About soul accounting & reincarnation:
As I have understood it, reincarnation has its earliest roots in Hinduism ( and later in Buddhism). Anyway, it is a belief, and not a scientifically proven fact.
But as per belief...
The spirit or our consciousness is one and the same, like a vast ocean, but the waves on it are many, fleeting and recurring. A soul is like a wave that manifest on surface of ocean, and if left unresolved it resurfaces in another sapce-time as new manifestation. Also it is not a single discrete packet, but a continuation. And one wave (soul) can split in many, and many can emerge as one. Hence patterns of reincarnation can be countless. A man can become a tree, stone and a dog and all those who died in a single plane crash can come back as one single personality. Therefore this one to one accounting of souls is mere approximation for popular understanding, but not an accurate reflection of the doctrine.

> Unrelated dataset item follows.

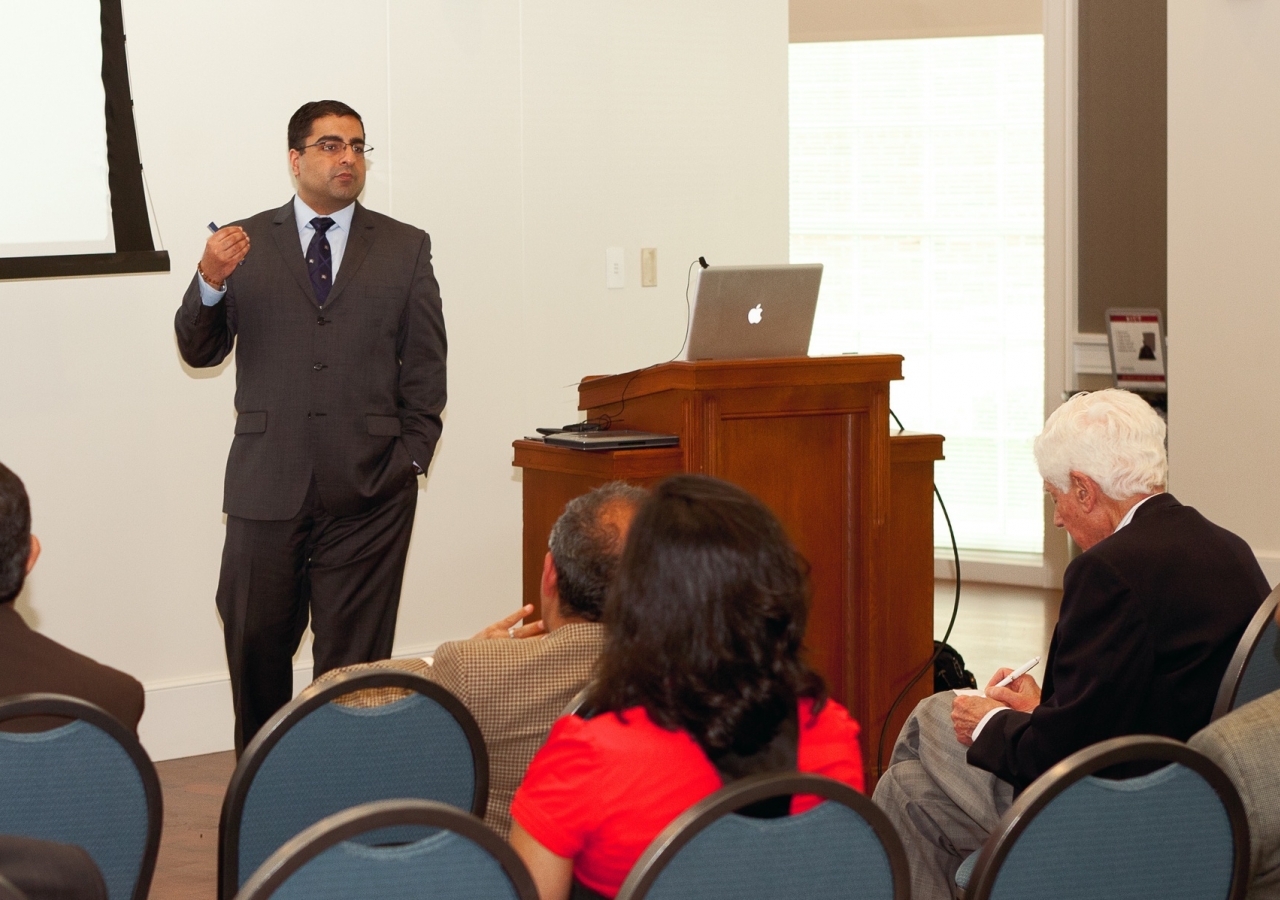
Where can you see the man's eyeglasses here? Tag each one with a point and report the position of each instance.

I'll give a mythological example in Hindu scripture Ramayana. It is more of a metaphor, but makes the argument I am trying to make. Here Lord Vishnu, his consort Lakshmi, and "his bed" (a huge snake SheshNag) all together reincarnated as Rama, and his 3 brothers and his wife Sita. Thus 3 became 5 for the purpose of drama that unfolded in Ramayana.
Your Adam and Eve reference from point of reincarnation is very interesting. One way to look at this could be to see Adam and Eve as 2 powerful waves emerged on the consciousness and rippled further into billions of patterns as planets, starts, people, trees, plants, animals and entire cosmos.
Again reincarnation is belief, and stories associated with are metaphors for larger understanding of life as movement is much longer journey than meets the eye.